Tanpa memberikan pertanyaan lagi, kata-kata dokter itu sudah cukup membuat mereka mengerti. Orangtua Hanif menerobos masuk ke dalam ruangan dan segera memeluk jasad putih pucat yang sudah ditutupi kain itu. Dan entah untuk alasan apa, Arin tiba-tiba memeluk Fahmi dengan erat. Fahmi membatu.
“Hanif pernah bilang, kekuatannya selama ini adalah cinta. Cinta yang membuat ia tidak pernah mau berpaling hati kepada siapa pun. Cinta yang membuat ia menolakku berkali-kali untuk menjadi kekasihnya. Cinta itu tak pernah kuketahui siapa. Yang Hanif bilang, cinta itu bernama Rima.”
*
Rima menangis pilu. Bantal yang sedari tadi dijadikannya benaman, sudah tak mampu lagi menampung air matanya. Dadanya dipenuhi polutan penyesalan kali ini.

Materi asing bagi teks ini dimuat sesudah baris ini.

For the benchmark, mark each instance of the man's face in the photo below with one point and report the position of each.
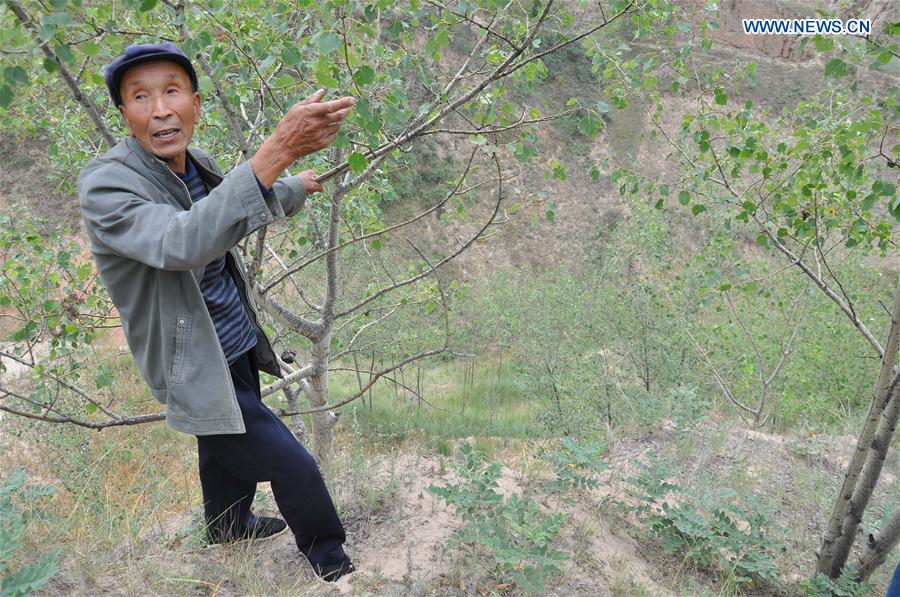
(160, 109)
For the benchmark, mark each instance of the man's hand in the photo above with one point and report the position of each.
(310, 125)
(309, 182)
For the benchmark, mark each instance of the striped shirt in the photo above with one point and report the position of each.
(236, 333)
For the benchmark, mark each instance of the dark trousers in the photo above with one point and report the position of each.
(231, 465)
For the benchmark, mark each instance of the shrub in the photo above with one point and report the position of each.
(16, 508)
(513, 529)
(710, 529)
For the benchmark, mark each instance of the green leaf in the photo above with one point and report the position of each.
(83, 271)
(358, 162)
(90, 48)
(329, 42)
(823, 43)
(65, 53)
(721, 97)
(46, 32)
(205, 83)
(290, 54)
(6, 96)
(364, 75)
(836, 68)
(324, 76)
(60, 19)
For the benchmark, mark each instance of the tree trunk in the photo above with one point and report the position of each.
(322, 421)
(878, 549)
(298, 427)
(826, 562)
(90, 107)
(867, 479)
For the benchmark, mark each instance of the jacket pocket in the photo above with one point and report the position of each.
(182, 351)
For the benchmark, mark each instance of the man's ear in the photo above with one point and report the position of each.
(196, 99)
(121, 109)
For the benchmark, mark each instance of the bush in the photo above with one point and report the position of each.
(16, 508)
(513, 529)
(710, 530)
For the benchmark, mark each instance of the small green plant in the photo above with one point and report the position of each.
(15, 510)
(575, 467)
(513, 529)
(711, 530)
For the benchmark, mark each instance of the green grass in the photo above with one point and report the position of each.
(488, 404)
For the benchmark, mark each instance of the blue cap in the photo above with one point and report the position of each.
(137, 53)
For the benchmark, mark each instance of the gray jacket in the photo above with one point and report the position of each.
(151, 245)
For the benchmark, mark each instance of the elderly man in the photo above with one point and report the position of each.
(163, 223)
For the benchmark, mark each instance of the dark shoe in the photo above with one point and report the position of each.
(332, 572)
(257, 528)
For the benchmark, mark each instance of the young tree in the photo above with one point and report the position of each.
(459, 71)
(812, 186)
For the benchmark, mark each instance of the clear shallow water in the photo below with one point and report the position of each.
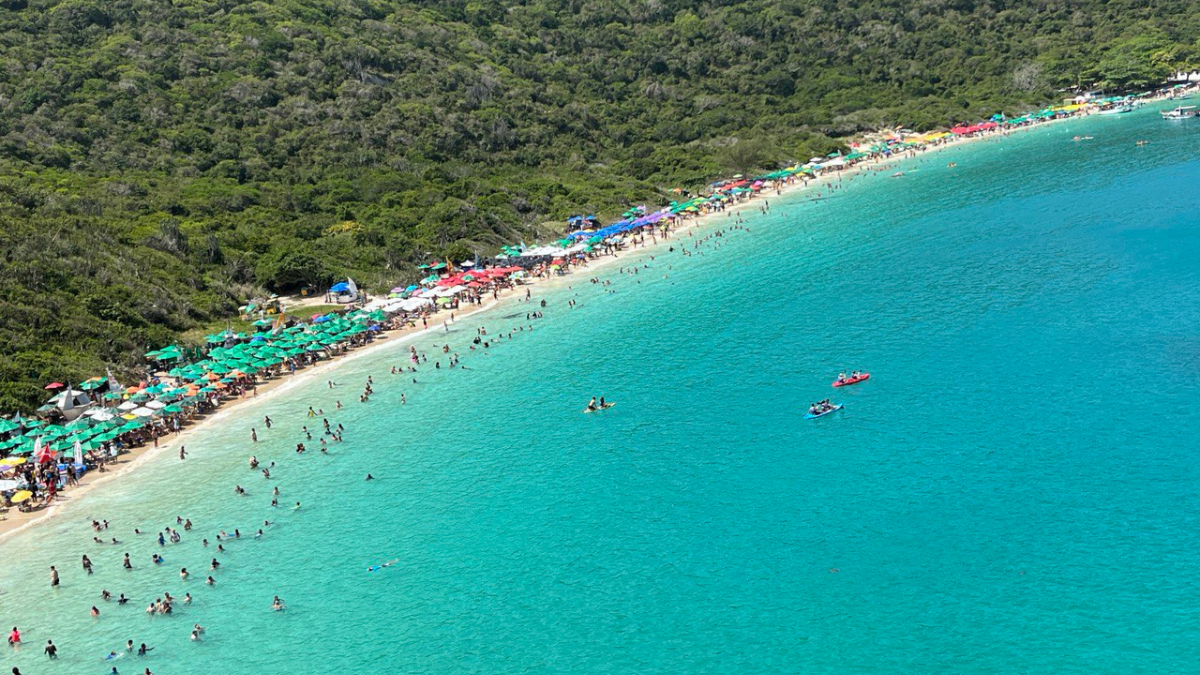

“Bilang semua ini hanya sandiwara, Hanif!” Rima mengangkat tubuhnya. Melempar ponsel yang digenggamnya.
Pesan singkat yang diterimanya beberapa saat yang lalu dari Fahmi, seperti jarum-jarum kecil yang ditusukkan secara perlahan-lahan ke dalam hatinya. Ia sakit luar biasa.
“Rima, sumpah demi Tuhan, Hanif sudah tidak ada. Kamu boleh bersyukur karena Tuhan telah mengabulkan do’amu.”
Rima menangis histeris mengingat isi pesan itu. “Maafkan aku, Hanif!” ia meraih bingkai foto berukuran 40x35 cm di meja belajarnya. Mendekap erat bingkai dengan ornamen kerang-kerang kecil itu di dadanya. Hanif terasa begitu dekat dengannya.
“Rima,” seseorang memeluk Rima erat.
Rima berbalik, menatap lirih orang yang saat ini masih mempertahankan pelukannya. “Boleh aku menyesal, Ros?”
“Menyesal untuk memperbaiki kesalahan, Rim! Hanif selalu mencintaimu, tanpa kuperlihatkan hatinya padamu, aku yakin hanya ada nama kamu di dalamnya, tidak ada yang lain!”